I wandered around, happy as a child playing with a new toy on the beach.
HERE'S THE KEY TO WHAT WAS HAPPENING. True, I got a whole new bunch of info linked together in my head and I could begin to use it. Excellent in itself. Far more importantly though...
MY MIND WAS ACTUALLY CHANGING. I was developing new capacities within myself and they had become mine. Actually mine!
IT IS WITH THAT AWARENESS THAT I LET MYSELF MEANDER. I look at my mind as it changes, from multiple perspectives. One is, I have been a physician my whole adult life, a psychiatrist/psychoanalyst for adults and for kids. I love participating in the process of growth/change. I think the neurons take awhile to form new links. I think "sleeping on" a problem often moves you toward a solution, especially if you form the intent before you go to sleep. And I think that the relaxed-while-awake state of meandering is valuable to us human beings..and yup.......sure enough...
THE MEANDERING ACTUALLY HELPED ME. That glassy-eyed overwhelmed feeling went away. I relaxed. I got excited.
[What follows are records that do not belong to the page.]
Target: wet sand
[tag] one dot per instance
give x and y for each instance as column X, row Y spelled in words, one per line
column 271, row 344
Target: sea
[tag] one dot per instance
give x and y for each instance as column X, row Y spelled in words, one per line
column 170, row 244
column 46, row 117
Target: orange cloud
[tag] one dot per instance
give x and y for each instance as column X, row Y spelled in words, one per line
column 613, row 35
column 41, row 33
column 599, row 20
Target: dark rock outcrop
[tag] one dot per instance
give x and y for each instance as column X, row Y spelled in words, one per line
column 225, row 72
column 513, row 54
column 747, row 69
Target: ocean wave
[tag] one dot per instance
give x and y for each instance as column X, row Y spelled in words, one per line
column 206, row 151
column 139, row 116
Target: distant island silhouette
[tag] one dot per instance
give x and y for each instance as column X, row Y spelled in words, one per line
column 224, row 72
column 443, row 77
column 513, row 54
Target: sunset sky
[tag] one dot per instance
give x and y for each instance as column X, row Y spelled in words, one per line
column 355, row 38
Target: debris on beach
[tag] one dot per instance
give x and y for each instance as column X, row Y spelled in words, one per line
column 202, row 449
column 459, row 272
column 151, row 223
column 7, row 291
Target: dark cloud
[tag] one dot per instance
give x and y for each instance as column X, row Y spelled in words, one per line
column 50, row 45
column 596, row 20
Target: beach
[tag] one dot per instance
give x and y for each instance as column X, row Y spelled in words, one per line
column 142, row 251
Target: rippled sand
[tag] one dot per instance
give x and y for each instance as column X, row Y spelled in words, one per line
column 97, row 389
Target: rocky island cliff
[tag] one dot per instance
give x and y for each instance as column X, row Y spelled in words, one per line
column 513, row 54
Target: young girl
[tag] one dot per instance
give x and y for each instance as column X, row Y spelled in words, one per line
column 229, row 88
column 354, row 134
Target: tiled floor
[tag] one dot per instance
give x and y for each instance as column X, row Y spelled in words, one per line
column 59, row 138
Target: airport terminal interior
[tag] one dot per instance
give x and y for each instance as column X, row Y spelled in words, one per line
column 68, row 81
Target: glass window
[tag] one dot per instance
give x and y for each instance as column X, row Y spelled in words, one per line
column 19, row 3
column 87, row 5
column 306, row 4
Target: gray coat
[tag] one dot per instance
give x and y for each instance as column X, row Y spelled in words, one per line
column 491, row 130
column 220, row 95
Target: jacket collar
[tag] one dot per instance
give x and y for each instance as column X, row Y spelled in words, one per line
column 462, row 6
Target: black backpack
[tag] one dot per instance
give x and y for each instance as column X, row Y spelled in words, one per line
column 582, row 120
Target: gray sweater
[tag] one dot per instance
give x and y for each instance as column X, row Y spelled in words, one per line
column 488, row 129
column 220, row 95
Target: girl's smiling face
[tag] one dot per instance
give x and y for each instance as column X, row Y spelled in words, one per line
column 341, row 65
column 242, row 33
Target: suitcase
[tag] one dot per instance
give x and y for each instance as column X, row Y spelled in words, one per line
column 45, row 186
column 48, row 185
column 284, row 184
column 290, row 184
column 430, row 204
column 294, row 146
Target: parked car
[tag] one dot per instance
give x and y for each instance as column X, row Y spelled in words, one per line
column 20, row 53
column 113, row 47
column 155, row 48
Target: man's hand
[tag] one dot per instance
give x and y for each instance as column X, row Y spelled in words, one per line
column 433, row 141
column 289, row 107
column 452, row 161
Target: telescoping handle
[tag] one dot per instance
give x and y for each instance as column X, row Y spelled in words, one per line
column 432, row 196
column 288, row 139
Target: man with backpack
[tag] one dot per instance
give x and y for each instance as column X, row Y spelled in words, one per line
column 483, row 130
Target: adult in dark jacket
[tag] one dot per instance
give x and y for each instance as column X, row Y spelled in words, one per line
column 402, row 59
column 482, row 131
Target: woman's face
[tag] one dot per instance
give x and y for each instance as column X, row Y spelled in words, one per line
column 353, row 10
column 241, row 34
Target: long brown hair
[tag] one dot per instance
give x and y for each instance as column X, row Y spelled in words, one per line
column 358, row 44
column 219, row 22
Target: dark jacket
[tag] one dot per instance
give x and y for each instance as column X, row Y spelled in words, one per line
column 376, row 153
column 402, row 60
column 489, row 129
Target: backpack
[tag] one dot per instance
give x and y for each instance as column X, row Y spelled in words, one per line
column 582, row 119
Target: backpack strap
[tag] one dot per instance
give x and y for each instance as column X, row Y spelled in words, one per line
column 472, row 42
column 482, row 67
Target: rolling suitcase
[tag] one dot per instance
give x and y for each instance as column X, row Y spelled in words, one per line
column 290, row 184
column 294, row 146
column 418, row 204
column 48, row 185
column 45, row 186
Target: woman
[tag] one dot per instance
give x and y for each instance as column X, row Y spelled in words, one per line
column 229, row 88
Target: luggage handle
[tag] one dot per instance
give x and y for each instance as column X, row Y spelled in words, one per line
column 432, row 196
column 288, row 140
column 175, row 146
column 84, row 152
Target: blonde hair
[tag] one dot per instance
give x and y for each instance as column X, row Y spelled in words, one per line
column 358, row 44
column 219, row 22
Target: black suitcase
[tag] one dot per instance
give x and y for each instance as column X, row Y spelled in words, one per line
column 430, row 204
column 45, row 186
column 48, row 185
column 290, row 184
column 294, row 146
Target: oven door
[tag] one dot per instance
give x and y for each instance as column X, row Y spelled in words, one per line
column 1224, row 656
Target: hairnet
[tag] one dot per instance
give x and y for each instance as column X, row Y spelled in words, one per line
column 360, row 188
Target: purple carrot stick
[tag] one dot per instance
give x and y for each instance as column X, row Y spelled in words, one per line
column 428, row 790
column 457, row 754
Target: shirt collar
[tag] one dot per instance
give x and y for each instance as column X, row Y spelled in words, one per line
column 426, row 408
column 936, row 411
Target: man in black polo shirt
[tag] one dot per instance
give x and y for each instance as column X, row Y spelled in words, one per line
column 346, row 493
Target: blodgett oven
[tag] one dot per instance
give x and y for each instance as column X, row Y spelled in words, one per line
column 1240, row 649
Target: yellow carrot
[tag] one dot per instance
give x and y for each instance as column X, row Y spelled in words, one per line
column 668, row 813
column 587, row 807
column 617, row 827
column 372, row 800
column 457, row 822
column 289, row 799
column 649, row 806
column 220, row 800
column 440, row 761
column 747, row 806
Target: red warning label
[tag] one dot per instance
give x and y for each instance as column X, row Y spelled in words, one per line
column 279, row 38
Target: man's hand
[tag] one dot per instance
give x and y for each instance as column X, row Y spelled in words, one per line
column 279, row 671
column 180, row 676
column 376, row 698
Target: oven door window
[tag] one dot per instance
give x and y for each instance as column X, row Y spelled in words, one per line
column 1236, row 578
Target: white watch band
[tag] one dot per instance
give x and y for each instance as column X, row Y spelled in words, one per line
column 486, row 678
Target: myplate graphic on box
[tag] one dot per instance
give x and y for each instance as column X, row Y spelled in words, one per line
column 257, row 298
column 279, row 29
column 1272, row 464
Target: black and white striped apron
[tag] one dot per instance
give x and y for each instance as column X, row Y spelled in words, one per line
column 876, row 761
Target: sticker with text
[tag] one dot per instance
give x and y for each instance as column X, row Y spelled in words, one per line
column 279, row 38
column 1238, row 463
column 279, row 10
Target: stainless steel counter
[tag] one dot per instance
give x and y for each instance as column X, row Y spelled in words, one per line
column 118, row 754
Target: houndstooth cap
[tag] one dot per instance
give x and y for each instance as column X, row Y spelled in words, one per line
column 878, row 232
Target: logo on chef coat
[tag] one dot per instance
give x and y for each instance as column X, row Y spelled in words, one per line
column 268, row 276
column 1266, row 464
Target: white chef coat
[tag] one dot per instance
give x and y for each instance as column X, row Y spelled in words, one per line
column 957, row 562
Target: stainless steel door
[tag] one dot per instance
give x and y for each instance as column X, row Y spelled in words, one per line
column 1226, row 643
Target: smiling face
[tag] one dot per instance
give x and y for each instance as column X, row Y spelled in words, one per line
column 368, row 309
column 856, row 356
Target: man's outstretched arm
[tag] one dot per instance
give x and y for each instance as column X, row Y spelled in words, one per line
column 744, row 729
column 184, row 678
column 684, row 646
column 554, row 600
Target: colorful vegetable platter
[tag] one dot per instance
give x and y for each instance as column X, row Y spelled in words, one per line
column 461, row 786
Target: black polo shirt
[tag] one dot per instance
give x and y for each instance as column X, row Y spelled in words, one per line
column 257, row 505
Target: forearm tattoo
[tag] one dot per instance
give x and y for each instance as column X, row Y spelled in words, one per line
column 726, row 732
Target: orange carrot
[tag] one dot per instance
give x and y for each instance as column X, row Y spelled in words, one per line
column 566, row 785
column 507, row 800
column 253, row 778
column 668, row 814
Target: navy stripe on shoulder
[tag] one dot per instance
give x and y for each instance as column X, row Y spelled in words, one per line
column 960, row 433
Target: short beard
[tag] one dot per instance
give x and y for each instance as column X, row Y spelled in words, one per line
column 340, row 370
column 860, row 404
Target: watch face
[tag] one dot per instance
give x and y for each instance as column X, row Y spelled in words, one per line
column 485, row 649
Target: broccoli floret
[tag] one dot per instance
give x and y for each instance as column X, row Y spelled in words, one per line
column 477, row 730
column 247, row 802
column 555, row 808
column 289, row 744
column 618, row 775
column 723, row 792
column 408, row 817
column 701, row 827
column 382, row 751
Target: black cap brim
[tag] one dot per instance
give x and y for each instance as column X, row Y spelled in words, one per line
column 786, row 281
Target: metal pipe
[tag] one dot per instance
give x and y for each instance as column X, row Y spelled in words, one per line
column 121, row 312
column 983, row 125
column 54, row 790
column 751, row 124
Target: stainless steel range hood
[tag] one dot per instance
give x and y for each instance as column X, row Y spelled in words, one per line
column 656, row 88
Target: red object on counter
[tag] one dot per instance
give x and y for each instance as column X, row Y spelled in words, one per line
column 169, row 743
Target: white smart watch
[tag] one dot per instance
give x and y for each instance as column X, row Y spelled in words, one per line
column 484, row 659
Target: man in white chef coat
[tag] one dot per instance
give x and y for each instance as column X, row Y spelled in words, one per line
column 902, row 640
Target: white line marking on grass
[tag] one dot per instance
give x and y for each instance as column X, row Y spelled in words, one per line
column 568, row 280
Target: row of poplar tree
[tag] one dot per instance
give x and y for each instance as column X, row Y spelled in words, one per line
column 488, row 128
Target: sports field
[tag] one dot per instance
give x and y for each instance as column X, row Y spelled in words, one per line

I realized I can do this IM stuff.
SO NOW I CAN FOCUS SO MUCH BETTER. These days when I open my computer, there's that delight of anticipation. I come at it with a clearer mind. I am the same woman I was, but I'm not........What will discover today ???What will I put to use??? What will I create that is new???
NOW I CAN DEVELOP MY FOCUSING CAPACITIES . Like other capacities, gotta work at them in ways that help. There's some basic practices I follow, that bring me cool results . There's others I know I can do better at, and doing them will be worth it, and a bunch more to discover as I go along...
THAT'S ANOTHER BLOG POST for another day soon. Maybe more than one. This can be useful fun.